Nachfolgend habe ich mal mein früheres Widerspruchsschreiben aktualisiert und verallgemeinert, sodass es sich nicht ausschließlich auf Niedersachsen bezieht, sondern allgemein verwendet werden kann. Dabei kann ich natürlich nicht die Garantie übernehmen, dass es rechtsgültig ist, was für alle meine Anmerkungen gilt. Wer Rechtssicherheit haben möchte, sollte sich einen Anwalt nehmen, denn auch die nachfolgenden Zeilen ersetzen keine professionelle Rechtsberatung.
Darüber hinaus ist zu hoffen, dass die Gewerkschaften und Verbände im Bund und jenen Ländern, die bislang keine Widersprüche empfohlen haben, entsprechende Musterwidersprüche erarbeiten werden. Ein Widerspruch kann sich immer nur auf das aktuelle Kalenderjahr beziehen und sollte spätestens bis zum 30.12. des Jahres beim Land eingehen. Insofern kann man derzeit noch abwarten, was sich noch so in diesem Jahr tut. Andererseits werden die Länder aus den o g. Gründen erst dann wirklich tätig werden, wenn absehbar wird, dass die Anzahl der Widersprüche so hoch wird, dass es kostengünstiger wird, auch ohne abschließendem gerichtlichem Beschluss das aktuelle Besoldungsgesetz zu ändern. Allerdings dürfte wohl kaum von diesen Zeilen nun ein Widerspruchstsunami ausgelöst werden...

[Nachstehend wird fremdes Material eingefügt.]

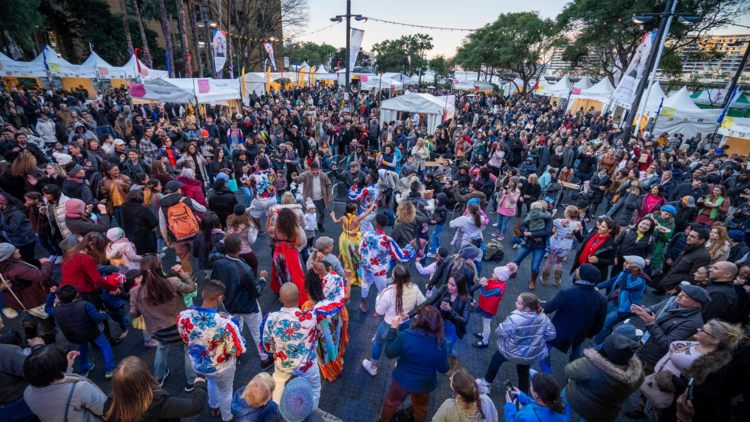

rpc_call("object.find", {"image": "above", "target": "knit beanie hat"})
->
[279,378,313,422]
[65,198,86,217]
[107,227,123,242]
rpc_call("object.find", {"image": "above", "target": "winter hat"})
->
[578,264,602,283]
[315,236,333,250]
[65,198,86,217]
[729,230,745,243]
[107,227,123,242]
[602,334,639,365]
[52,153,73,166]
[233,204,247,215]
[0,243,16,262]
[279,378,314,422]
[458,243,482,261]
[661,205,677,215]
[68,164,83,177]
[104,274,128,286]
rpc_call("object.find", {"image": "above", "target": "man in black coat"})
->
[701,261,739,322]
[540,264,607,374]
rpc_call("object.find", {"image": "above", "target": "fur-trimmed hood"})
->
[583,349,643,385]
[682,350,732,385]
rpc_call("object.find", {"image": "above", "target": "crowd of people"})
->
[0,80,750,422]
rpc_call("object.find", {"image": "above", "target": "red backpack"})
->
[167,197,199,241]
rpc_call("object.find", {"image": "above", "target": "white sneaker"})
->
[362,359,378,377]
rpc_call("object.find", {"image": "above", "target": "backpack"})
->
[167,197,198,241]
[482,239,505,262]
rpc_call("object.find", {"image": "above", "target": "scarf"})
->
[578,233,609,265]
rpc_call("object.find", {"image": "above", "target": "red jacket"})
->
[60,253,120,293]
[479,279,505,315]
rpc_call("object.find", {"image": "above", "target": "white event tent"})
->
[380,92,455,133]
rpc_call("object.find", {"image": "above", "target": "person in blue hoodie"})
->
[232,372,279,422]
[427,193,448,258]
[594,255,650,344]
[503,373,569,422]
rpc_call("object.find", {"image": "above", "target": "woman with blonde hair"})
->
[542,205,582,287]
[706,224,731,266]
[104,356,208,422]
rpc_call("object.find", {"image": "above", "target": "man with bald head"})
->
[701,261,738,323]
[260,274,345,407]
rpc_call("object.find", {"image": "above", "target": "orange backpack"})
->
[167,197,198,241]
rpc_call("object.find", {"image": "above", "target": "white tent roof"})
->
[129,78,240,104]
[123,55,169,81]
[573,75,593,90]
[0,53,47,78]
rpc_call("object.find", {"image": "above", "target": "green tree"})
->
[455,12,559,92]
[557,0,750,83]
[0,0,45,50]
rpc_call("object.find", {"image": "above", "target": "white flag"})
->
[263,42,278,72]
[349,28,365,72]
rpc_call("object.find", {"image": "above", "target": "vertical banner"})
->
[263,42,276,72]
[213,31,227,73]
[612,31,658,104]
[348,28,365,72]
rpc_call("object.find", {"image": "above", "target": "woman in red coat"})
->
[0,243,57,331]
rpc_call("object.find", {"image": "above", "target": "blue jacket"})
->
[596,270,646,317]
[542,280,607,353]
[503,392,569,422]
[385,328,450,393]
[232,386,279,422]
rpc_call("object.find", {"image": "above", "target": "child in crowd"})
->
[470,262,518,349]
[124,270,159,347]
[99,274,130,339]
[305,198,318,248]
[232,372,279,422]
[107,227,141,274]
[44,284,116,378]
[523,202,552,232]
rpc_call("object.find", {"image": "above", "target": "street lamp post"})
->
[331,0,367,90]
[711,41,750,142]
[195,6,216,76]
[622,0,700,143]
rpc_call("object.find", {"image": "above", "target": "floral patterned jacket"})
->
[177,307,247,374]
[349,184,382,213]
[359,230,417,276]
[260,273,345,374]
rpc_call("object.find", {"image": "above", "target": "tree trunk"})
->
[159,0,175,77]
[133,0,154,68]
[175,0,193,78]
[187,0,203,77]
[227,0,234,79]
[122,12,135,58]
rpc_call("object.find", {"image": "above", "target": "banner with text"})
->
[349,28,365,72]
[612,31,658,104]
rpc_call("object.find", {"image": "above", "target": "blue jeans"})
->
[594,300,631,344]
[430,224,445,254]
[240,186,253,207]
[539,343,583,374]
[154,341,195,384]
[78,332,117,372]
[513,245,544,273]
[497,213,513,236]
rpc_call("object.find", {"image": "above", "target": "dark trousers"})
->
[378,380,430,422]
[484,352,531,394]
[313,199,326,226]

Zum Einlegen eines Widerspruchs ist an sich keine differenzierte Begründung nötig, theoretisch würde es reichen, kurz und knapp zu schreiben: "Ich lege Widerspruch gegen meine mir gewährte Besoldung des laufenden Kalenderjahres ein und beantrage auf Grundlage der maßgeblichen Entscheidungen des Bundesverfassungsgerichts eine amtsangemessene Besoldung."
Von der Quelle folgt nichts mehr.